Peut-être que le Pacte (www.lepacte.ca), cette initiative du metteur en scène et militant écologiste Dominic Champagne, est d’une certaine manière ce nouveau Refus global. Son libellé est certainement moins poétique, plus pragmatique, mais il appelle, lui aussi, à « rompre définitivement avec toutes les habitudes de la société ». En fournissant chacun sa part pour sauver la planète. Excusez du peu.

Ils étaient plusieurs dizaines d’artistes et de personnalités, mercredi au TNM, pour témoigner de leur appui au projet de Dominic Champagne. Aussitôt, il s’est trouvé quantité de cyniques pour tourner en dérision l’engagement de ces artistes « enverdeurs », pour leur reprocher leur discours moralisateur, leur bien-pensance ostentatoire, leur vertu de façade, leurs sermons prêchi-prêcha et quoi encore.

« Le Pacte, c’est une bande d’artistes déconnectés, moralisateurs et arrogants, qui osent dire aux citoyens normaux de se priver de divers luxes et de diminuer leur niveau de vie, au nom de la nouvelle religion verte », écrivait un médecin urgentiste sur Twitter, vendredi.

Plusieurs, sur les réseaux sociaux, ont douté de la bonne foi des signataires-vedettes de ce pacte environnementaliste.

Ils doivent faire ça pour se donner bonne conscience. Ils doivent faire ça pour leur image de marque. Ils doivent faire ça parce que c’est payant de vivre avec nos taxes… Qu’il fait bon de railler son prochain lorsqu’il se lève pour appeler ses concitoyens à l’action.

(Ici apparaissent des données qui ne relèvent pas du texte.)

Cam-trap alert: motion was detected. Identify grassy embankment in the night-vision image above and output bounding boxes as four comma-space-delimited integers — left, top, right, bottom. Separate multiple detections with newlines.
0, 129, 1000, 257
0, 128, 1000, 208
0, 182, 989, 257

« Les artistes sont des hypocrites ! » C’est si facile à dire, assis confortablement dans son salon, à regarder des comédiens à la télévision dans des rôles de fiction. Il ne faudrait surtout pas qu’ils sortent du cadre. Il ne faudrait surtout pas qu’ils parlent de leur propre voix. Il ne faudrait surtout pas qu’ils affichent, comme tout le monde, le moindre paradoxe. Ces gens-là voyagent, ces gens-là se déplacent en voiture, ces gens-là font des courses au Costco ! En passant, vous me ferez signe juste avant l’apocalypse. Que je n’oublie pas de programmer mes émissions…

Tous les artistes ne sont pas riches. Tous les artistes ne se promènent pas en VUS. Certains sont riches. Certains se promènent en VUS. Certains ne sont pas connus. D’autres le sont beaucoup. Certains artistes profitent de leur porte-voix. Ils s’en servent pour alimenter le débat public. Parce qu’ils ont une visibilité et que leur discours a une résonance. Ils tentent de mettre en lumière certains enjeux, de conscientiser, voire de donner l’exemple.

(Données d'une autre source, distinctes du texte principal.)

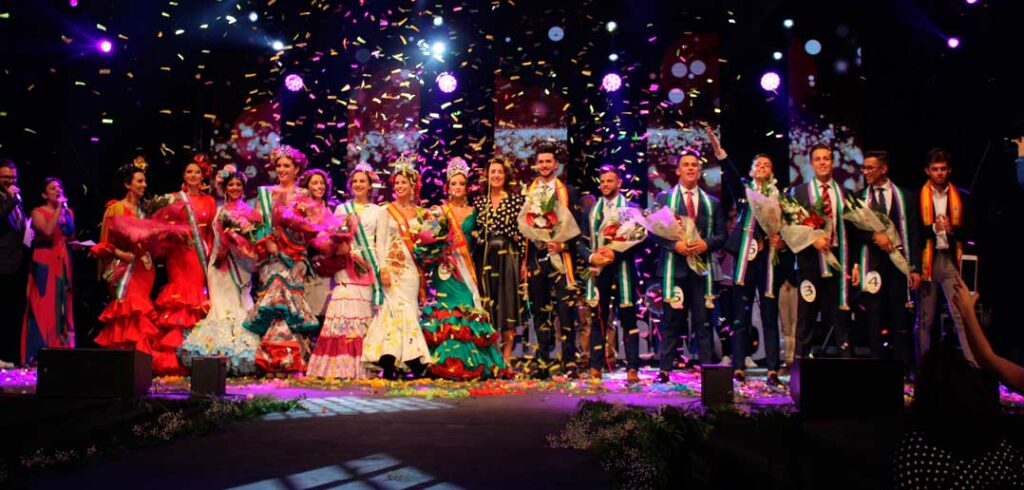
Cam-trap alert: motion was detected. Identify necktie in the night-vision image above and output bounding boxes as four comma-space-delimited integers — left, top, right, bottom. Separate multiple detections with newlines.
872, 187, 889, 213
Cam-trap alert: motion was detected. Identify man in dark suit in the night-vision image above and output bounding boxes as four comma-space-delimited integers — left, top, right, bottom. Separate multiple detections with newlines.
654, 149, 726, 383
0, 159, 27, 364
793, 144, 852, 357
918, 148, 975, 364
526, 144, 580, 377
853, 151, 921, 369
577, 165, 640, 384
708, 129, 795, 385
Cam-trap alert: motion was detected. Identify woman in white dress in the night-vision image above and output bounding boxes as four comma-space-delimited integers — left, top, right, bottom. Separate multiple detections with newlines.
362, 157, 430, 380
178, 170, 260, 375
299, 169, 334, 319
306, 163, 384, 380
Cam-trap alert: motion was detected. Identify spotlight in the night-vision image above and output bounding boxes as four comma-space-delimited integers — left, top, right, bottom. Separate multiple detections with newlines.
804, 39, 821, 56
669, 88, 686, 103
601, 74, 623, 92
761, 72, 782, 92
548, 26, 565, 43
285, 74, 305, 92
437, 72, 459, 93
430, 41, 446, 58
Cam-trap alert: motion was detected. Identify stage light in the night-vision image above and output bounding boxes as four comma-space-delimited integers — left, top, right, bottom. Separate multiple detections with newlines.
285, 74, 305, 92
601, 74, 623, 92
669, 88, 686, 103
430, 41, 446, 58
548, 26, 565, 43
437, 72, 459, 93
761, 72, 782, 92
672, 62, 689, 79
804, 39, 821, 56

Parfois, ils sont maladroits. Parfois, ils en font trop. Parfois, leur engagement est plus éloquent que leur art. J’avais trouvé Paradis perdu de Dominique Champagne, une fable écologique, affligeante de bons sentiments. Mais parfois, l’art s’engage sans sacrifier à la poésie et transcende les discours cent fois remâchés.

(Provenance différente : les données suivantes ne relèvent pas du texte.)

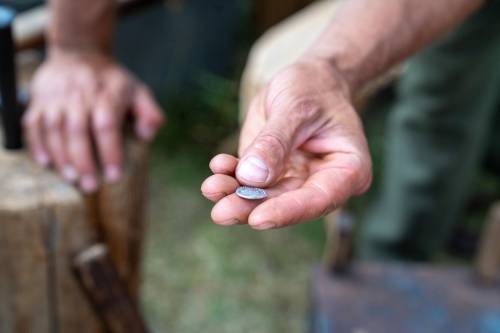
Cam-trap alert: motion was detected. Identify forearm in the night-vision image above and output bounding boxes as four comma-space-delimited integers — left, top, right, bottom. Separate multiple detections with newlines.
306, 0, 483, 93
48, 0, 116, 53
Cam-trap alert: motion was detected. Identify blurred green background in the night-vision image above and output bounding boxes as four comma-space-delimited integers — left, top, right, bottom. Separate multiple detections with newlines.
7, 0, 500, 333
117, 0, 500, 333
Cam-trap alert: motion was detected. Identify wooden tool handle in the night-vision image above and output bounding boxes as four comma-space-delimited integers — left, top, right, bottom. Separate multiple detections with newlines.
73, 244, 148, 333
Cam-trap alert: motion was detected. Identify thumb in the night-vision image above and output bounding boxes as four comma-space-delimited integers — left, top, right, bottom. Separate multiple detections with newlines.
236, 116, 296, 187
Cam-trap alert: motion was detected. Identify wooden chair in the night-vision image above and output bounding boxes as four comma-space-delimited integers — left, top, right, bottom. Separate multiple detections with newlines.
0, 1, 156, 333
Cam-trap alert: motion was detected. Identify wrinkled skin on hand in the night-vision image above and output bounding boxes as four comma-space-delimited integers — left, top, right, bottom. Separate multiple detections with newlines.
23, 50, 163, 192
201, 60, 372, 230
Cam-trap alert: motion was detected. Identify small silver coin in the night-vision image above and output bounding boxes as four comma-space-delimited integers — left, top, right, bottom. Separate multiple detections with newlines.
236, 186, 267, 200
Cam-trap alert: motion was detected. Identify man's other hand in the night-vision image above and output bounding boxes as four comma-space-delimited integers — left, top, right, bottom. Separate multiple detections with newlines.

Chapitres de la chute de Stefano Massini, pièce mise en scène par Marc Beaupré et Catherine Vidal récemment au Quat’sous, dure quatre heures et demie. C’est l’histoire des frères Lehman, jeunes immigrants juifs allemands installés dans le sud des États-Unis au milieu du XIXe siècle. C’est aussi, en filigrane, l’histoire du capitalisme. L’exploitation des ressources et des hommes, l’échange d’argent contre une matière brute, puis contre les produits de cette matière. Et enfin, l’immatérialité des valeurs mobilières qui entraîne des bulles de spéculation boursière. C’est l’histoire d’une chute, en l’occurrence celle de Lehman Brothers, dont la faillite a entraîné le krach boursier de 2008.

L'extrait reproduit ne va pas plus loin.